I'd say this is a decent start..


----------



## Lucashio (Mar 11, 2016)

*Thanks meister*

Thanks a lot Meister, a decent start might be all what is needed at times, for anybody out there who finds this thread and would delight in this little "task" I am still happy for more suggestions in relation to music mods of the day :tiphat:


----------



## jegreenwood (Dec 25, 2015)

Tricky because much of the music from the greatest ones tends to command attention more than you might want in a restaurant, where food and social discourse generally dominate.

For the evening, I would be thinking in terms of Beethoven's septet and Mozart's wind serenades (maybe Dvorak's two serenades as well). Schubert's octet is gorgeous, but harder to move into the background.

Late night - Chopin's nocturnes.

For lunch, maybe Mendelssohn's string serenades.

For morning - Haydn's piano trios possibly. Or his string quartets. Vivaldi violin concertos could also work.

And then of course there's always Telemann's Tafelmusik.
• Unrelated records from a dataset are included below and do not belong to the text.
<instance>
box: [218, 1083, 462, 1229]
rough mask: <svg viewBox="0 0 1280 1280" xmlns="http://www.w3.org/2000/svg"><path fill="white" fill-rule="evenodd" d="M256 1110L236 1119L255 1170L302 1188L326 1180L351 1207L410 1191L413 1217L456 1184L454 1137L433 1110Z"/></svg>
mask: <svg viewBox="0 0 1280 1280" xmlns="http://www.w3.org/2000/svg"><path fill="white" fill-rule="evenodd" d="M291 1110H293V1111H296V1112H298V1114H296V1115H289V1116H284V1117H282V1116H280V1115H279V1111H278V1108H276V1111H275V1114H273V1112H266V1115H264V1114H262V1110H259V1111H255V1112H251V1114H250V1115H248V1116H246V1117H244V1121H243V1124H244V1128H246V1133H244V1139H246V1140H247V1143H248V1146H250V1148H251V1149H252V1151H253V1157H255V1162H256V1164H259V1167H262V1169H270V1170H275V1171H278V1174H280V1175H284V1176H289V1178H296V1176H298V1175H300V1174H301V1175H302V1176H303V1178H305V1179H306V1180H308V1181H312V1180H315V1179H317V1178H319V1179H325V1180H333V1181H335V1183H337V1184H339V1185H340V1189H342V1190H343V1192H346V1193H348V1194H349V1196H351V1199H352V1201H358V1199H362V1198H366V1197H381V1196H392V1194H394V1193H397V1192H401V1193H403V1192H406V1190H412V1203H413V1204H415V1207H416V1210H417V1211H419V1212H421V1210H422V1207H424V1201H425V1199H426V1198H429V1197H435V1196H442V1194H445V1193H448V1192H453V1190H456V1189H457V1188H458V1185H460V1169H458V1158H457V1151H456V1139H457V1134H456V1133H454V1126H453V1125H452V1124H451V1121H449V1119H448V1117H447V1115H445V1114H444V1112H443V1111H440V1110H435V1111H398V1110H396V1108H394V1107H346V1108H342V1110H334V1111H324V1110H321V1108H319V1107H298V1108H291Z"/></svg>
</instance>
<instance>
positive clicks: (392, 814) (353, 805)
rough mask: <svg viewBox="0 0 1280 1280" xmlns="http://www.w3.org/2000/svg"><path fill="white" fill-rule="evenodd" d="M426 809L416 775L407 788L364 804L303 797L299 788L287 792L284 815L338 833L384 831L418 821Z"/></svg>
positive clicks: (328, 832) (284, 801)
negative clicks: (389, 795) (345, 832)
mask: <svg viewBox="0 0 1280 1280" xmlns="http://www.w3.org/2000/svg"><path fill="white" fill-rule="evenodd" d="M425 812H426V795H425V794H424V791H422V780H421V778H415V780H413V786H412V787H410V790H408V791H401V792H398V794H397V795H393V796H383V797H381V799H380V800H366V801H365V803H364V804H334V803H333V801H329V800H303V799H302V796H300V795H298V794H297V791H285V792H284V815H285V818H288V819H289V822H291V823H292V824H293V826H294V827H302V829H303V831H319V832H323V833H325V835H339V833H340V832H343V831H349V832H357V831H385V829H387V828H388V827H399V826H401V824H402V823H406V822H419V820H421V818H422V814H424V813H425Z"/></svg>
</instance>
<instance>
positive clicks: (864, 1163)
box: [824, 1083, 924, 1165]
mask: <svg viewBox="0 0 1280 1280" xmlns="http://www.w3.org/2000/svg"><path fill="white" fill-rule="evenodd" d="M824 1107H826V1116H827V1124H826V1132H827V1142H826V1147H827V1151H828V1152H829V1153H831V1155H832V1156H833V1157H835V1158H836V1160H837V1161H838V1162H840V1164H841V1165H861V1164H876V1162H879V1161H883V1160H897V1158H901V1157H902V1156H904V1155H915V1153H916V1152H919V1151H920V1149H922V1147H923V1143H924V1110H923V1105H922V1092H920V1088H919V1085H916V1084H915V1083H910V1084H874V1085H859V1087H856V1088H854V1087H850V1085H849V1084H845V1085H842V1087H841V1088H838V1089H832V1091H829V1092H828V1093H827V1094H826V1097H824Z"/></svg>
Edit - For me, Mozart has the remarkable ability to serve as background music when that is what I need, and yet immediately engage me when I look up from what I am doing.


----------



## Pugg (Aug 8, 2014)

I rather like peace and quit in a good restaurant and no distraction from "mu-sac "


----------



## Fugue Meister (Jul 5, 2014)

Pugg said:


> I rather like peace and quit in a good restaurant and no distraction from "mu-sac "


So this thread is obviously not for you why waste time posting a worthless reply?


----------



## Pugg (Aug 8, 2014)

Fugue Meister said:


> So this thread is obviously not for you why waste time posting a worthless reply?


To represent my own views, as people are allowed on this public forum


----------



## Fugue Meister (Jul 5, 2014)

Pugg said:


> To represent my own views, as people are allowed on this public forum


Life is so short why waste time with trivial remarks without substance to a thread asking for some _serious_ and _helpful_ replies?

Sure there are people who enjoy silence while they eat but they have prerogative to eat in a place that doesn't play music. This particular person has a mind to play some cultured music for the patrons of his particular restaurant and has simply asked for some suggestions from his fellow forum members, so why discourage?


----------